Turkey’s objections were first touched upon briefly by the New York Times, which did not provide details. Reuters reported on June 16 that NATO defense ministers had failed to reach agreement on the new plans, which outline how the the alliance would respond to a Russian attack, and said that one unidentified diplomat blamed Turkey for blocking them. The diplomat told Reuters that Ankara had declined to approve the document “over the wording of geographical locations, including with regard to Cyprus.”
The diplomat did not elaborate, but added that there was still an opportunity to resolve the issue before the NATO gathering.
The standoff continued today, well-informed sources told Al-Monitor on condition they not be identified. NATO’s Supreme Allied Command, which is responsible for all of NATO’s military operations, is resisting Turkey’s demands, which are not limited to Cyprus, the sources said.
Al-Monitor has learned that among other things, Turkey wants the text to refer to critical waterways connecting the Black Sea to the Aegean as the “Turkish Straits” rather than the “Straits.” The 1936 Montreux Convention, which regulates maritime traffic through the Bosporus and Dardanelles Straits and the Sea of Marmara that lies between them, refers to them simply as the “Straits.” While it may seem like more petulance, commentators suggest that the use of the term “Turkish Straits” could have legal implications that would give Turkey greater control over the bodies of water than it currently enjoys under Montreux and in ways that could undermine Western interests.
Yet NATO Military Committee documents dating back to the 1950s, when Turkey joined the alliance, refer to the “Turkish Straits.” The sources briefing Al-Monitor declined to clarify where the disagreement over usage of the term stemmed from, though some indicated that Greece opposes it and that the United Kingdom is mediating between the sides.
The talks on NATO’s new strategy are top secret, as the diplomat referenced by Reuters stressed.
Turkey’s stance is widely seen as part of its overall posturing on Sweden that aims above all to secure assurances from the Biden administration that it will be able to acquire F-16 fighter jets and upgrade kits whose sales are being blocked by the US Congress.

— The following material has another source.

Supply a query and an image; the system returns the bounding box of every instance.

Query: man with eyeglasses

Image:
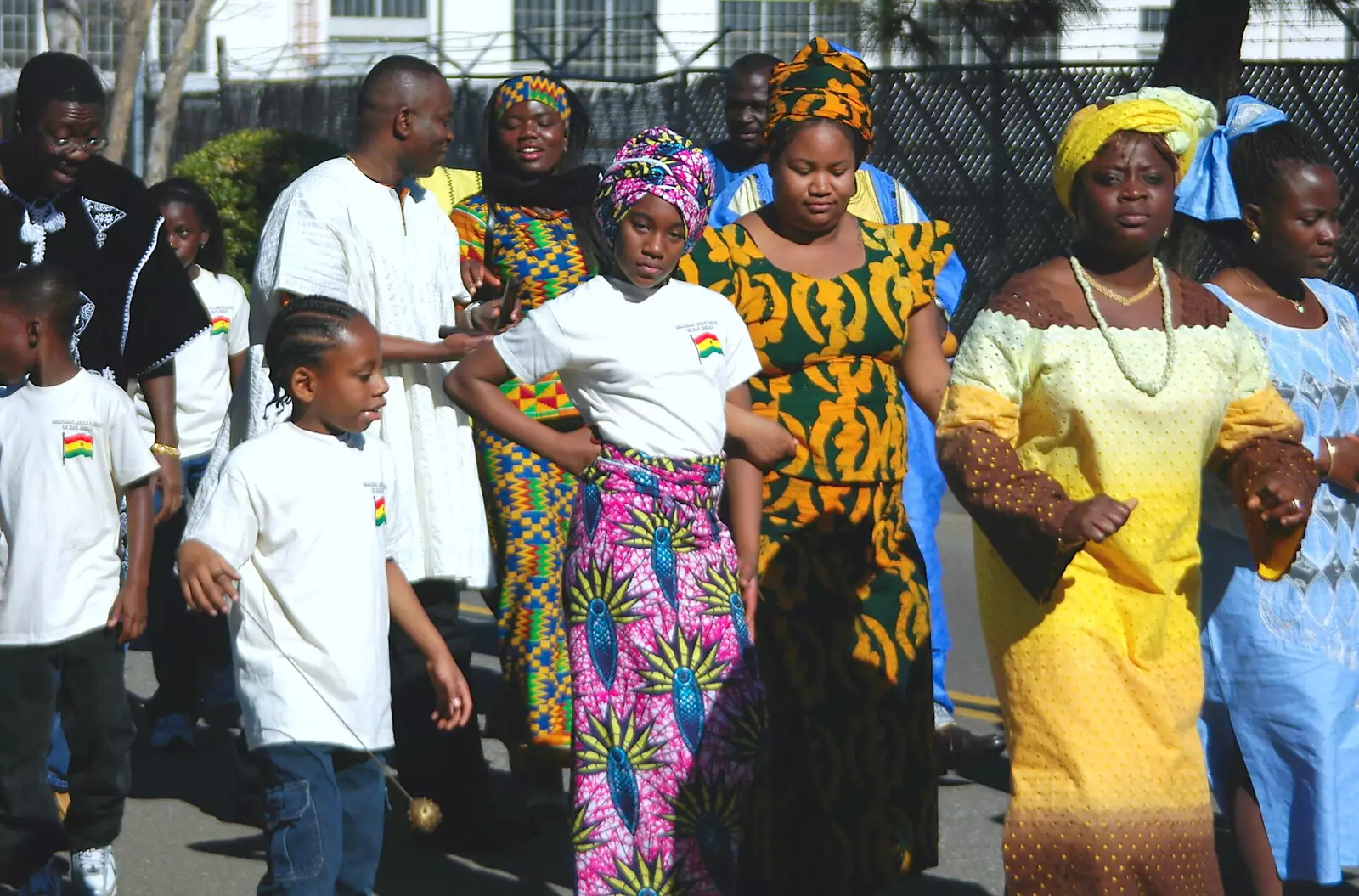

Turkey is also resisting plans for enhanced NATO-EU cooperation in the works since 2018, mainly over the status of Cyprus. The island in the eastern Mediterranean has remained divided since 1974 between the internationally recognized Greek Cypriot administration and the Turkish Republic of Northern Cyprus, which is protected by Turkish troops and recognized solely by Ankara. Cyprus is a member of the EU, but Turkey has blocked its membership in NATO and refuses to acknowledge its legitimacy. A UN-sponsored road map to reunite the island was backed by Erdogan and a majority of Turkish Cypriots. However, Greek islanders voted against the scheme in a 2004 referendum but Cyprus was permitted to join the EU nonetheless.
Cyprus has since used its EU membership to torpedo Turkey’s now-stalled membership talks. Turkey has similarly leveraged its NATO membership to stymie Greek efforts to foster links between Cyprus and the alliance.
Tensions between Turkey and Cyprus have escalated sharply in recent years over exploration and production rights for natural gas in the eastern Mediterranean. At the same time, Turkey and Greece continue to spar over energy and territorial rights in the Aegean Sea.
Another Turkish quibble, the sources briefing Al-Monitor said, was over references to terrorists and terrorism in NATO’s new strategy plan. Ankara wants the language to reflect the actions of groups that it labels as such.